Friday, 13 February 2015

READING BOOKS

When I was an undergrad, I had in my head a clear distinction between good books and bad books. The former were 'texts' to untie, their author was dead, they were frequently voice driven, rather than plot. These books were the literary equivalent of the gym: enjoyment was secondary to the good it was doing you.

I read English, there were a lot of texts to get through. I once deliberately selected several terms worth of poetry seminars purely because poems tended not to run to hundreds of pages.

So there were 'texts'  and then there were 'reading books': one could never spin an essay out of a reading book, and only rarely would a 'text' keep one awake all night, unlike a really gripping airport novel which has one turning the pages in a bug-eyed and frantic effort to discover whether the heroine gets the man of her dreams, or if the baddie will be caught by the detective before the hostage perishes, or if there really was a sixth secret member of the Cambridge Five.

My bookshelves were segregated along these lines - or rather, in my tiny room at university, only the improvingly literary books were on display. Under my bed were concealed piles and piles of romances, detective stories, spy thrillers and other pulp fiction, and I was always rather terrified they might tumble out, like bottles clanking in an alcoholic's handbag.

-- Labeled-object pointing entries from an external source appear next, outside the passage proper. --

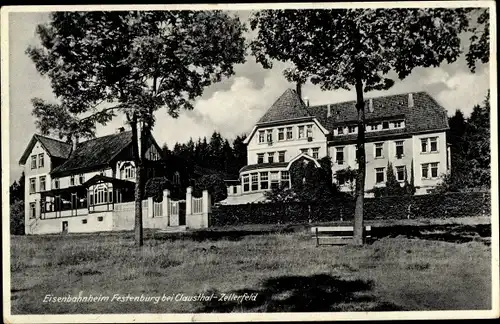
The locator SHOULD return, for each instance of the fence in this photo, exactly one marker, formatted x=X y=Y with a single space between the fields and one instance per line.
x=398 y=207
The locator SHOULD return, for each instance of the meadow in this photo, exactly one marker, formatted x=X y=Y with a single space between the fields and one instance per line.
x=282 y=268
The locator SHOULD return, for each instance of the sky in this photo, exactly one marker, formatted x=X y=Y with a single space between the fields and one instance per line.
x=230 y=107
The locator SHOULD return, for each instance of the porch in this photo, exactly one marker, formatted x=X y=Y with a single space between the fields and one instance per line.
x=98 y=194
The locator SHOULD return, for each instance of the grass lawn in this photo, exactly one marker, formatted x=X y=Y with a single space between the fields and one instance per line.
x=285 y=271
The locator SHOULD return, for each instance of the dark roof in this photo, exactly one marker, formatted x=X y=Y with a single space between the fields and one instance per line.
x=94 y=153
x=426 y=114
x=264 y=166
x=54 y=148
x=288 y=106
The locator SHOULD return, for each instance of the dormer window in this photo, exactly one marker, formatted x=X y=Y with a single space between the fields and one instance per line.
x=301 y=132
x=40 y=160
x=261 y=137
x=269 y=135
x=309 y=131
x=33 y=162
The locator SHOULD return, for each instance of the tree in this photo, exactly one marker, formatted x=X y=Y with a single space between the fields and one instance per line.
x=214 y=184
x=357 y=48
x=134 y=62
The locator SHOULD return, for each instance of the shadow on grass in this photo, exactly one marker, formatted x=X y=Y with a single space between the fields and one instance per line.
x=445 y=233
x=318 y=293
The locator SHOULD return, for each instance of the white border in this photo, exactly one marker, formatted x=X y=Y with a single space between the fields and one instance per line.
x=153 y=318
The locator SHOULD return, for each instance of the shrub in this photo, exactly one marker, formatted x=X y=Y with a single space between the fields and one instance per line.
x=394 y=207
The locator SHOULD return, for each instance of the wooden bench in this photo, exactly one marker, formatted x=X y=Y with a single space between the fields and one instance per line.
x=336 y=235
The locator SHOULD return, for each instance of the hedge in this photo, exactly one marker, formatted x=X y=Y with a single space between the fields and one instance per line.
x=466 y=204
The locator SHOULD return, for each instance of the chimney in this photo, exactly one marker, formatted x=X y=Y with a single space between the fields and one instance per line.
x=370 y=105
x=410 y=100
x=74 y=142
x=299 y=89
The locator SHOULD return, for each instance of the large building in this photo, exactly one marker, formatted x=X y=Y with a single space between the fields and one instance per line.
x=402 y=129
x=83 y=186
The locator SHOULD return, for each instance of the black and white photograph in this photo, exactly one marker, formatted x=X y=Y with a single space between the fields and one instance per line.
x=247 y=162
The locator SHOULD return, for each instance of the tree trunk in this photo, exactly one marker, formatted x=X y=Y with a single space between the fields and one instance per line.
x=138 y=231
x=360 y=179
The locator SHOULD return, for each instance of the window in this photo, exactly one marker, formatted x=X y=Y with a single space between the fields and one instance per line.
x=270 y=157
x=340 y=179
x=246 y=183
x=425 y=171
x=379 y=150
x=40 y=160
x=42 y=184
x=316 y=152
x=32 y=210
x=32 y=185
x=255 y=181
x=264 y=180
x=434 y=169
x=281 y=134
x=423 y=142
x=379 y=175
x=339 y=156
x=260 y=158
x=275 y=180
x=176 y=178
x=433 y=144
x=285 y=179
x=101 y=195
x=301 y=132
x=269 y=135
x=400 y=173
x=309 y=131
x=281 y=156
x=399 y=149
x=33 y=162
x=261 y=136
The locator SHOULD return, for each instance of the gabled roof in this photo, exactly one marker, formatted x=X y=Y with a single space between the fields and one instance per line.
x=288 y=106
x=94 y=153
x=425 y=115
x=54 y=148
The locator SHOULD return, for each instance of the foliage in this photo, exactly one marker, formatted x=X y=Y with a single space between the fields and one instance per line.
x=17 y=217
x=214 y=184
x=470 y=150
x=479 y=48
x=357 y=48
x=431 y=206
x=219 y=156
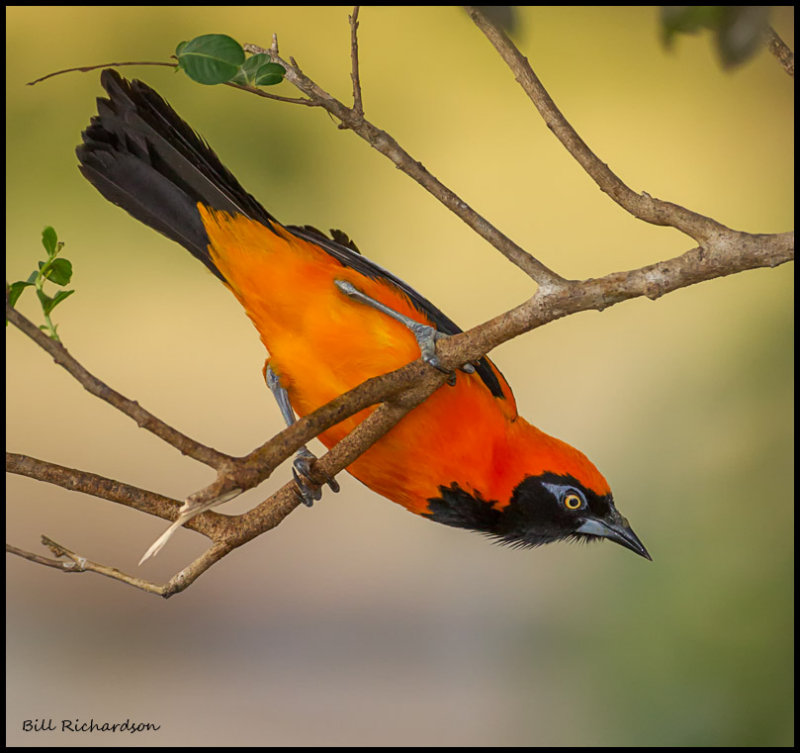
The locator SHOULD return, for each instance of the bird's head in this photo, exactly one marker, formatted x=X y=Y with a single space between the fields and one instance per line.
x=551 y=507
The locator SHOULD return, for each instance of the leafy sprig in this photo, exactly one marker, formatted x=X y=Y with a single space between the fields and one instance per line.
x=54 y=269
x=219 y=59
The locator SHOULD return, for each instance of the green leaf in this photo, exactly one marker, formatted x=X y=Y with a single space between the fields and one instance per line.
x=258 y=70
x=15 y=290
x=50 y=241
x=211 y=58
x=45 y=300
x=688 y=19
x=59 y=271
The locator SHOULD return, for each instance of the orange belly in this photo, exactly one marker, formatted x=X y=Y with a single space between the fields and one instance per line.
x=322 y=343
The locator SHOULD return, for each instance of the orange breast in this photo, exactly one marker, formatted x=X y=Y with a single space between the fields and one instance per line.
x=322 y=343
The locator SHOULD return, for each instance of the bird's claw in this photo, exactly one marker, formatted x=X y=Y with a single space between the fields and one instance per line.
x=301 y=471
x=427 y=337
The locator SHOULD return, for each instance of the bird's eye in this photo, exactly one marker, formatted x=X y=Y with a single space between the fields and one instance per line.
x=573 y=501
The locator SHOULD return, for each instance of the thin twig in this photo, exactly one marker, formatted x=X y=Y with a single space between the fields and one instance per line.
x=358 y=106
x=146 y=420
x=87 y=68
x=781 y=51
x=212 y=525
x=643 y=206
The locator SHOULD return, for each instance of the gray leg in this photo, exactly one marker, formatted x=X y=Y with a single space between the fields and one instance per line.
x=425 y=335
x=309 y=491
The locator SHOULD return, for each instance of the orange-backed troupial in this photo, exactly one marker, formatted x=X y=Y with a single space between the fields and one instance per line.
x=330 y=319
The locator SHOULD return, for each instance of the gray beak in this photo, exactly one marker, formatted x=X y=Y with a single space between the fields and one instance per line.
x=616 y=528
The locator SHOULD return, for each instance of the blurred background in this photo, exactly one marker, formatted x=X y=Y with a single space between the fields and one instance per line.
x=356 y=623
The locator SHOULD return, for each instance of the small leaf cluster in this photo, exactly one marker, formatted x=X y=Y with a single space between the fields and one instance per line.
x=739 y=30
x=220 y=59
x=56 y=270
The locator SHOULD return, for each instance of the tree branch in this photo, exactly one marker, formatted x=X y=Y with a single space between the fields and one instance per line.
x=387 y=146
x=643 y=206
x=722 y=251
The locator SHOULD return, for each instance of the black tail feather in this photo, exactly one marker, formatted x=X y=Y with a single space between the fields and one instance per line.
x=142 y=157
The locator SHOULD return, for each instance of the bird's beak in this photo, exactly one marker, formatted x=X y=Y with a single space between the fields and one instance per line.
x=616 y=528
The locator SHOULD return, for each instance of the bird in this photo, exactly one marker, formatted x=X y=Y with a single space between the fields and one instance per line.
x=329 y=319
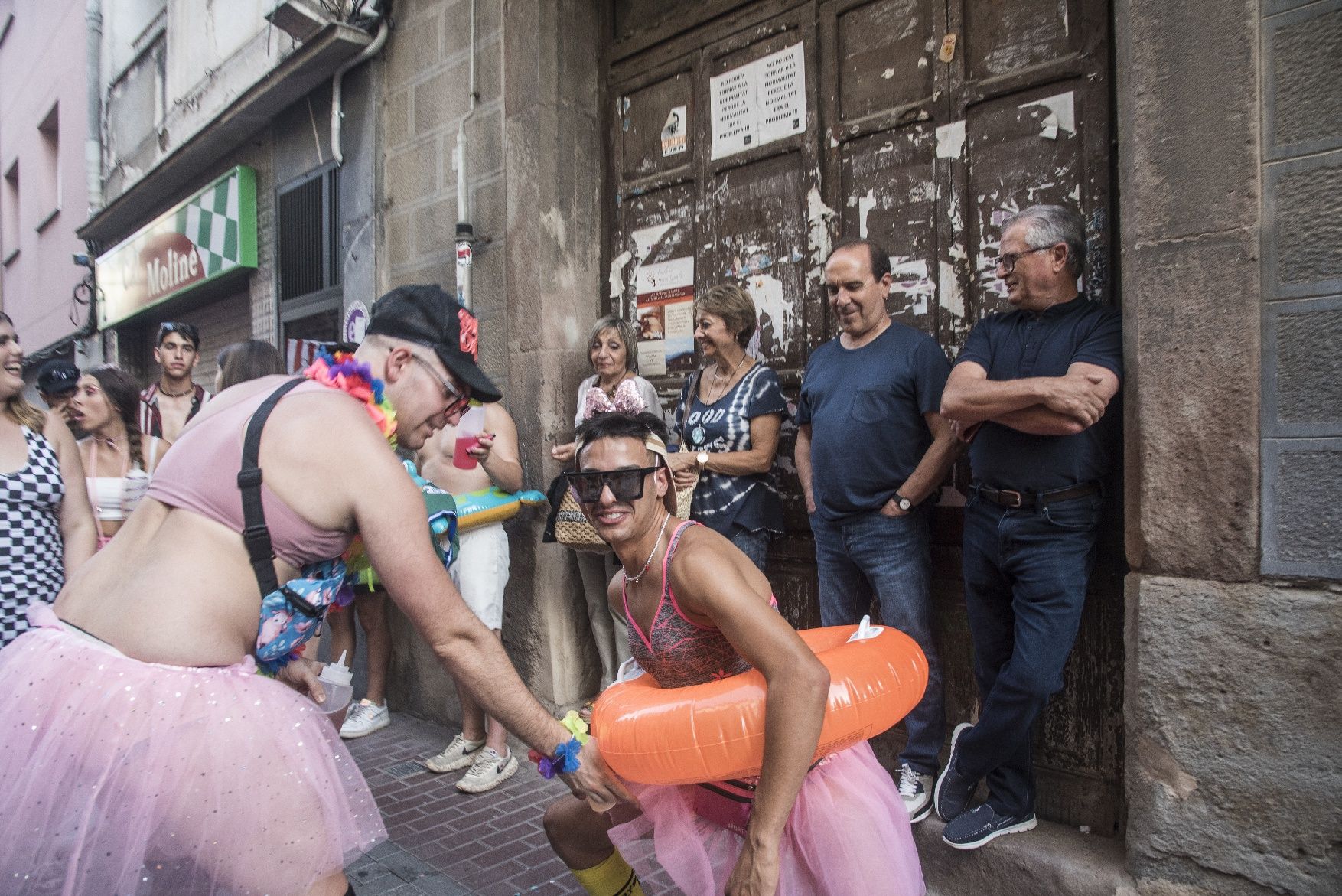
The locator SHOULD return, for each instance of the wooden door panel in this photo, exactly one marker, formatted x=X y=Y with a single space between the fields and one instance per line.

We were vociferously critical of the Western canon and Leavis' Great Tradition (a term's seminar on Modernism ground to a halt, quite rightly, because Woolf had been omitted and there were no women represented at all). We talked very airily in those days about high brow and low brow culture, deciding that no-brow was where we wanted to be and that all books were texts and should be evaluated on their own merits. And I read, and read, and read and debated the set texts and wrote essays pulling Baudelaire, Eliot and Proust into one big literary hug, and yet other essays about patriarchy and the gothic, and graduated and spent a year decompressing by reading nothing but Jilly Cooper and Barbara Cartland.

'for there's nothing either good or bad, but thinking makes it so.'

Yet, it is true that some books are better than others, and it doesn't always follow that they're more enjoyable, as Andy Miller's tremendous and terribly funny comparative reading of the Da Vinci Code and Moby Dick in 'The Year of Reading Dangerously' shows. Some books are easier than others - Nancy Mitford doesn't require the effort of George Elliot, for instance. And some books are more disposable than others - read Emma or Jane Eyre, or even Barchester Towers again and there's something new to discover within the comfortable and familiar narrative, but re-read Lee Childs and all you'll wish for is that you'd remembered to pack more than one book. However, some books repay the effort of reading them a thousandfold - Anna Karenina is one of these, as is Parade's End and Vanity Fair. None of those books is especially challenging in the way that, say, Ulysses is, but each of them has something important to say about how narrative and character are properly constructed, and once you've committed yourself to them, they're a compulsive read.

Depressingly, it seems to follow that the more challenging and yet more rewarding a book is, the fewer copies it will sell, while utter rubbish flies off the shelf in seemingly infinite quantities (Fifty Shades of 'Holy Crap he wants to spank me' Grey, anyone?), and the publishing industry runs off chasing the tail of that particular squirrel until the W.I decides to publish 'erotica' and everyone realises it's time to stop. But that's the same in every market, and it probably only feels rather sadder in publishing than in the perfume world because I'm such a book zealot. I think the act of reading fiction is like discovering the X on a treasure map and starting to dig, in the certain knowledge that there's a chest of Spanish doubloons waiting for the thud of your spade.

So, now, in the era of Kindle, I confess I'm still a book snob - I still make a distinction between 'reading' books and books that require me to push myself a bit. Now, as then, I'm a voracious and indefatigable reader of both kinds, though I'm more likely to read the former on kindle than keep them under the bed. I write this staring rather guiltily at a vast pile of new fiction, all of which must wait until I've finished cramming for SJ Watson's Books That Built Me on 24th February. Through his choices, I'm rediscovering Jeanette Winterson, and the intense pleasure of her prose feels as if my spade has broken right through the wood of the treasure chest, and I'm surrounded by pearls, rubies, pirate gold and all other manner of precious jewels. I'll store it all in my word-hoard.

1 comment:

  1. Yes, I completely understand what you mean. When I was young, I was a real book snob - only literary texts were worth reading in my opinion. I voraciously read what I termed rubbish but just didn't admit it.

    I think the turning point came when I managed to persuade a friend who was a self confessed non reader and proud of it to read a book. That book just happened to be a Danielle Steel romance. I felt I'd failed because I hadn't got her reading Dickens or something but she was so enthusiastic and inspired to find out more about San Francisco (the book was set in San Francisco) that I realised it really doesn't matter. The main thing was that she was reading and loving it.